For the first time, I felt that numb terror that all of London has known for months. It is the terror of not being able to do anything but fall on your stomach and hope the bomb won't land on you.

It's the helplessness and terror of sudden visions of a ripping sensation in your back, shrapnel coursing through your chest, total blackness, maybe death."

That vision was transformed into reality when McIntosh - then 26, now 97 - arrived at the hospital to witness the arrival of the victims of the bombing:

"Bombs were still dropping over the city as ambulances screamed off into the heart of the destruction. The drivers were blood-sodden when they returned, with stories of streets ripped up, houses burned, twisted shrapnel and charred bodies of children.

In the morgue, the bodies were laid on slabs in the grotesque positions in which they had died. Fear contorted their faces. Their clothes were blue-black from incendiary bombs. One little girl in a red sweater, barefoot, still clutched a piece of jump-rope in her hand…

There was blood and the fear of death — and death itself — in the emergency room as doctors calmly continued to treat the victims of this new war."

McIntosh then describes her return to the city of Honolulu to see bombed-out buildings:

"Seven little stores, including my drugstore, had nearly completely burned down. Charred, ripply walls, as high as the first story, alone remained to give any hint of where the store had been.

At the smashed soda fountain was a half-eaten chocolate sundae. Scorched bonbons were scattered on the sidewalk. There were odd pieces lying in the wreckage, half-burned Christmas cards, on one, the words 'Hark the Herald' still visible.

There were twisted bedsprings, half-burned mattresses, cans of food, a child's blackened bicycle, a lunch box, a green ravelled sweater, a Bang-Up comic book, ripped awnings.

I ran out of notepaper and reached down and picked up a charred batch of writing paper, still wet from a fire hose.
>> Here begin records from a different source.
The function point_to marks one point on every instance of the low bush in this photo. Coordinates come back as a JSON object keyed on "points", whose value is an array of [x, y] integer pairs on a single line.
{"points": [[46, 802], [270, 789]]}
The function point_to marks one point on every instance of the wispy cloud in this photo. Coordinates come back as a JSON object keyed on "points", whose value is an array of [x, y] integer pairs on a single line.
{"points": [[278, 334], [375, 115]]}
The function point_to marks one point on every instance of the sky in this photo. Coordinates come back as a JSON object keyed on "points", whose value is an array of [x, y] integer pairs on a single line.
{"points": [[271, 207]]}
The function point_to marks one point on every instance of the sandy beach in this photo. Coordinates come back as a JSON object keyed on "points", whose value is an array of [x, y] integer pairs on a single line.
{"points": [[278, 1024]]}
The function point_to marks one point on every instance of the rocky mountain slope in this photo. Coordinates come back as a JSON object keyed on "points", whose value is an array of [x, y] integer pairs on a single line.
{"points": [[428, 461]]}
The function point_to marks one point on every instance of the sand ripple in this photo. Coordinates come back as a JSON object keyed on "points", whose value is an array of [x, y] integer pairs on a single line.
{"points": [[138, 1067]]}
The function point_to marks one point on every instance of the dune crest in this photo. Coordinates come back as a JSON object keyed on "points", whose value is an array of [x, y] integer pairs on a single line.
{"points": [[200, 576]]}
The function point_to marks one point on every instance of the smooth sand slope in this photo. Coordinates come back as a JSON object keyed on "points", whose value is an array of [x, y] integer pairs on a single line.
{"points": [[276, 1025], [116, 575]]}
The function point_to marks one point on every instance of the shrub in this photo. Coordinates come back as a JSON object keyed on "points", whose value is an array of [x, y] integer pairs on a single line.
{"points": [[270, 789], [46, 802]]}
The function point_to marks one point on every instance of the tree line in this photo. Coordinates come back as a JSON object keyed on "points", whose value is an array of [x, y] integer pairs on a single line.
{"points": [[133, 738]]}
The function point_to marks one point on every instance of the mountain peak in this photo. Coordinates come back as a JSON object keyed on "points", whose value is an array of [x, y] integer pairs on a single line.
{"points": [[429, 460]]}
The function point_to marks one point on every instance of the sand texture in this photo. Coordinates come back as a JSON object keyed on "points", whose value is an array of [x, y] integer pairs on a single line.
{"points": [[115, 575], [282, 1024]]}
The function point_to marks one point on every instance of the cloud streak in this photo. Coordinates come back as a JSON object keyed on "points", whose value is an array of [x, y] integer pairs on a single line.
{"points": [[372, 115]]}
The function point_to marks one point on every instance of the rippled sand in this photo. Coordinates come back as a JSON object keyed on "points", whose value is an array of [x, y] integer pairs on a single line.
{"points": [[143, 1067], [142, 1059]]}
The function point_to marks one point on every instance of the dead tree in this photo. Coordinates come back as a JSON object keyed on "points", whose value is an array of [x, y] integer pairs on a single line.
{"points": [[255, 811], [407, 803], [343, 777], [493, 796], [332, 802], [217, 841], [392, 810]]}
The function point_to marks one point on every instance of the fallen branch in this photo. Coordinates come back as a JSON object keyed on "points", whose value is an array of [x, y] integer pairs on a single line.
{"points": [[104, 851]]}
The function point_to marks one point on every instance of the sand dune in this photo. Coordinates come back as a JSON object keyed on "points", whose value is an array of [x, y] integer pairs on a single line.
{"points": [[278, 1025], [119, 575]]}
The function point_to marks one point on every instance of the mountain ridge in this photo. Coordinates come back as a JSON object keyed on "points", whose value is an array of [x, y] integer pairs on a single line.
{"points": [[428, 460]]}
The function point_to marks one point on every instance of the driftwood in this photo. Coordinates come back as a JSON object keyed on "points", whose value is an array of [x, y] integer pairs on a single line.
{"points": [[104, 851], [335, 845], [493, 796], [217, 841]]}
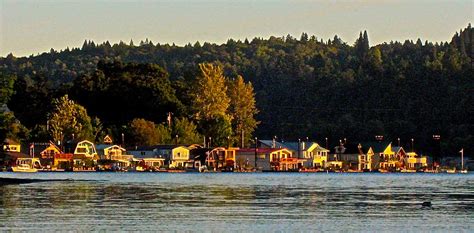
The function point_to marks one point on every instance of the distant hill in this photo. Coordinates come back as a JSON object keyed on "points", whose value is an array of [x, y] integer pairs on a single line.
{"points": [[304, 87]]}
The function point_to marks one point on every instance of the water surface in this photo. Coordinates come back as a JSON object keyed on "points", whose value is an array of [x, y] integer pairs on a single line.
{"points": [[249, 202]]}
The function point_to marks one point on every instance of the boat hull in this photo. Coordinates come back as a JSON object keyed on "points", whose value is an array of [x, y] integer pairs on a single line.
{"points": [[22, 169]]}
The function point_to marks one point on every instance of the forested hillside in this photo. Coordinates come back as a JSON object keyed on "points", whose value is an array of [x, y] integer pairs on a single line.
{"points": [[304, 87]]}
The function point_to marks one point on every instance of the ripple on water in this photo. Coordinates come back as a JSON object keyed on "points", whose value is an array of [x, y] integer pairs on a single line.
{"points": [[246, 202]]}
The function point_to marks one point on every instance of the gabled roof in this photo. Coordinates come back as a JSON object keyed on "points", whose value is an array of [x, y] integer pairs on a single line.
{"points": [[289, 145], [269, 143], [377, 147], [10, 142], [260, 150], [105, 146], [155, 147]]}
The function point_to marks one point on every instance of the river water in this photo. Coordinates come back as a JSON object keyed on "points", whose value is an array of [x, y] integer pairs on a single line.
{"points": [[236, 202]]}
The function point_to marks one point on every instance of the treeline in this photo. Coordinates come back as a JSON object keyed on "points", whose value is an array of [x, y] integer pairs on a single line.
{"points": [[304, 87], [133, 100]]}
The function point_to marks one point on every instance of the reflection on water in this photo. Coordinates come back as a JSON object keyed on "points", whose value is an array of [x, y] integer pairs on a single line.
{"points": [[242, 202]]}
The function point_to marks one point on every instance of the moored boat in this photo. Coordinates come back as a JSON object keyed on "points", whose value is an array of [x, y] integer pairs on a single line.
{"points": [[26, 165], [24, 168]]}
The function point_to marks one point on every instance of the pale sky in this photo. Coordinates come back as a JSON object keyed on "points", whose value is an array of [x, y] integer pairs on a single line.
{"points": [[34, 26]]}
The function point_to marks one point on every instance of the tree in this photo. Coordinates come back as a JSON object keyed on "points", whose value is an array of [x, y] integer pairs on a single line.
{"points": [[242, 109], [219, 129], [11, 128], [210, 103], [68, 118], [116, 89], [146, 133], [6, 88], [186, 131], [210, 97]]}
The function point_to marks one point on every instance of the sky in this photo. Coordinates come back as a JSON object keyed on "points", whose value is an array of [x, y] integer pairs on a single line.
{"points": [[34, 26]]}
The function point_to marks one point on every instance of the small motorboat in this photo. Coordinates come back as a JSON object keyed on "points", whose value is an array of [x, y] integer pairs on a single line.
{"points": [[24, 168], [451, 171], [26, 165]]}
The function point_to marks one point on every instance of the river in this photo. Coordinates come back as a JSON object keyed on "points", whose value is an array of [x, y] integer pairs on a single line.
{"points": [[242, 202]]}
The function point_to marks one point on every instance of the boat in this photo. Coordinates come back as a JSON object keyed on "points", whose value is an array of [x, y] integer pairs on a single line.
{"points": [[451, 171], [407, 171], [26, 165], [24, 168], [463, 171]]}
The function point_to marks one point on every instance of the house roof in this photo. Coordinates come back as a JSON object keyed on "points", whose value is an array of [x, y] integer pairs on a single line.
{"points": [[10, 142], [155, 147], [105, 146], [269, 143], [40, 147], [13, 155], [261, 150], [290, 145], [377, 147]]}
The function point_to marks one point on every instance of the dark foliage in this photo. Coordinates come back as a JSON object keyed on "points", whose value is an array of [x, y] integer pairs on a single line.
{"points": [[304, 88]]}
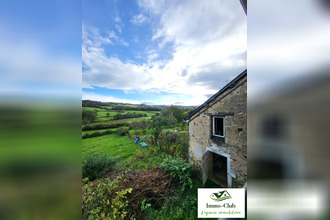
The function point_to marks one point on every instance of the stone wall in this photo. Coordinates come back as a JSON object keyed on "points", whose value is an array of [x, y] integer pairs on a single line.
{"points": [[200, 130]]}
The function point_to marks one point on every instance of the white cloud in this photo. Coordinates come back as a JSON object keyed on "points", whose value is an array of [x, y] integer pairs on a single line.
{"points": [[103, 98], [209, 44], [139, 19]]}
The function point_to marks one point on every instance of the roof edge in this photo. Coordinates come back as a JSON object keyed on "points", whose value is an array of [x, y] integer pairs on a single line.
{"points": [[236, 79]]}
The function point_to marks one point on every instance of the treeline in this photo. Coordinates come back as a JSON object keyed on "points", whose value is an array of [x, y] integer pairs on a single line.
{"points": [[95, 104], [129, 115], [136, 108]]}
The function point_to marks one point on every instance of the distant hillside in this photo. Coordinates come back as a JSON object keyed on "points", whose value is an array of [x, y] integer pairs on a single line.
{"points": [[118, 106]]}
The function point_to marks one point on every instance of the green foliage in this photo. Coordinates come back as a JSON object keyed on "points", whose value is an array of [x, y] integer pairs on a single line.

There was, too, the irony of Christmas tinsel, cellophane, decorations. A burned doll, with moving eyes, singed curls and straw bonnet, like a miniature corpse, lay in the wreckage."

More bombing followed and she reported that the newspaper office received "frantic calls from all sorts of women — housewives, stenographers, debutantes — wanting to know what they could do…" McIntosh concluded:

"It was then that I realised how important women can be in a war-torn world. There is a job for every woman in Hawaii to do.

I discovered that when I visited the Red Cross centres, canteens, evacuee districts, the motor corps headquarters.

There is great organisation in Honolulu, mapped out thoughtfully and competently by women who have had experience in World War I, who have looked ahead and foreseen the carnage of the past seven days and planned."

After her career in journalism, Betty (more formally, Elizabeth P. McIntosh) went on to serve in the Office of Strategic Services and the CIA. She also wrote four books and, says the Post, "she's still sharp as a whip."

A videoed interview on the Post site proves the point.